The war between Hamas and Israel is playing out on social media through graphic images and videos shared on X, formerly known as Twitter, Instagram and TikTok.
But, like any conflict we’ve watched from our phone screens in the last decade, misinformation is rampant — including videos claiming to show Israeli children being held in cages and a fake BBC reporter fanning the flames of war. Fortunately, as with any breaking news event, like the ongoing war in Ukraine, some journalistic thinking and media literacy techniques can help you avoid sharing misinformation.
As director of the Poynter Institute’s digital media literacy initiative MediaWise, I recommend first asking three questions developed by the Stanford History Education Group in its study of how fact-checkers navigate the internet:
- Who’s behind the information?
- What’s the evidence?
- What do other sources say?
To answer the first question, leave the page you’re on, open a few tabs, and use keywords to find out more about a user or news outlet from a post. This is called lateral reading.
There are a lot of self-proclaimed experts in Middle Eastern geopolitics on social media right now. To sift through the noise, search for their name, the organization with which they’re affiliated, the university on their LinkedIn page and their username and scan results to gauge their expertise. Don’t click the first result you see — look for a link from a familiar source or fact-checking outlet — this technique is called click restraint.
Most of the falsehoods stemming from the conflict are in the form of old videos or photos, or visuals with misleading captions. Your best tool against these fakes: reverse image search.
Download the photo, or grab a screenshot of a notable section of the video you’re checking out, and drop it into Google Lens or TinEye to find the original source. Consider this false post claiming to show a high-ranking Israeli general detained by Hamas. With a screenshot, I tracked down a Russian news site that posted the same video — about an arrest in Azerbaijan from a week ago.
While I remain concerned about generative artificial intelligence supercharging the creation of disinformation, I’ve yet to see any significant AI images or videos. Still, it’s worth remaining on guard, and checking images for watermarks, warped features, too many fingers or other inconsistencies.

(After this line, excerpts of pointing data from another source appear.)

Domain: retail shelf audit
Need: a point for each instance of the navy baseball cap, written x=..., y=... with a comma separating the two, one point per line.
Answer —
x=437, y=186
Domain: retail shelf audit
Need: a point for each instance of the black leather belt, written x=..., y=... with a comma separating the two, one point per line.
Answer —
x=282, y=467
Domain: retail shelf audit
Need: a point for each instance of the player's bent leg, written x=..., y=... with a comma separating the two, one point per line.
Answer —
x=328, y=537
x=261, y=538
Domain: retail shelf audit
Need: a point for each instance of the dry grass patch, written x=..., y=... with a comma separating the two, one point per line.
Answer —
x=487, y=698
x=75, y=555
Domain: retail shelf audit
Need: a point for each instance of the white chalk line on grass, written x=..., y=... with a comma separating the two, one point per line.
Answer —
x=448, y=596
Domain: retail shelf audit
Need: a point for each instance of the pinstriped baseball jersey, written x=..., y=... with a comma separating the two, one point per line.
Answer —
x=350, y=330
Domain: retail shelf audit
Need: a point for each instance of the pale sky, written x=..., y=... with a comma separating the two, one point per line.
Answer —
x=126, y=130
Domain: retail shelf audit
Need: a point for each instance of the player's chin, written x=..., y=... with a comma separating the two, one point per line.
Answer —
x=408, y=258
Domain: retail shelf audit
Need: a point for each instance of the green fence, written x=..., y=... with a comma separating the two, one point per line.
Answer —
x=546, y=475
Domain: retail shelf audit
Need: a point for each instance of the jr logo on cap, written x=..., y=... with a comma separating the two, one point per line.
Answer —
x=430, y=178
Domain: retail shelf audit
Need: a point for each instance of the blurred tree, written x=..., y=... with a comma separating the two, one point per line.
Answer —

Of course, the best advice for avoiding misinformation is to simply avoid social media. If you, like me, are addicted to X, then the second-best advice is to follow a curated list of experts about what’s happening. David Clinch, a veteran journalist and media expert, created a useful list here, which includes journalists from Al-Jazeera English to Haaretz.
The war between Israel and Hamas has accelerated the spread of misinformation and broadened its reach due to graphic and emotional visuals, a deeply political conflict whose repercussions are felt around the world and a wealth of unreliable sources. It’s important to remember that you don’t have to share anything about the conflict on social media.